Let’s talk about Eleanor Roosevelt for a minute.
She became an orphan at 8. But when her mother was alive, she nicknamed Eleanor “granny” for having an old fashioned personality.
And Eleanor loved field hockey. So much so that as she reflected back on life, she remarked that her happiest day was when she made her high school field hockey team.
And when she got married, it was her uncle Teddy Roosevelt who walked her down the aisle.
And she stood up for equality. In one example, “in 1938, the Southern Conference for Human Welfare held its inaugural meeting in Alabama’s ‘Magic City.’ Upon her arrival, Roosevelt sat directly beside an African American associate, ignoring the designated whites-only section en route. After being told that Birmingham’s segregationist policies prohibited whites and blacks from sitting together at public functions, the first lady asked for a ruler.

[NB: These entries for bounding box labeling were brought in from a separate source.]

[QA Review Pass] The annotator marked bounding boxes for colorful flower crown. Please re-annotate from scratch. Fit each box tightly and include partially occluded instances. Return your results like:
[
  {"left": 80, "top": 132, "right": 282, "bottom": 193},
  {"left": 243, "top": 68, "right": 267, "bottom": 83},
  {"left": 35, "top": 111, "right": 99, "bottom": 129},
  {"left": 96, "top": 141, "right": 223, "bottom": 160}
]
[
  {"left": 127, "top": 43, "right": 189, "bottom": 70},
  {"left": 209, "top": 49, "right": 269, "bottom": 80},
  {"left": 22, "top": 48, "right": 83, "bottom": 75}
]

‘Now measure the distance between this chair and that one,’ she said after somebody produced one. Upon examining this gap separating the white and black seating areas, the first lady placed her chair directly in its center. There she defiantly sat, in a racial no-man’s land, until the meeting concluded. ‘They were afraid to arrest her,’ one witness claimed.”
And she believed in a better world, or in her words, a world in which “the future belongs to those who believe in the beauty of their dreams.”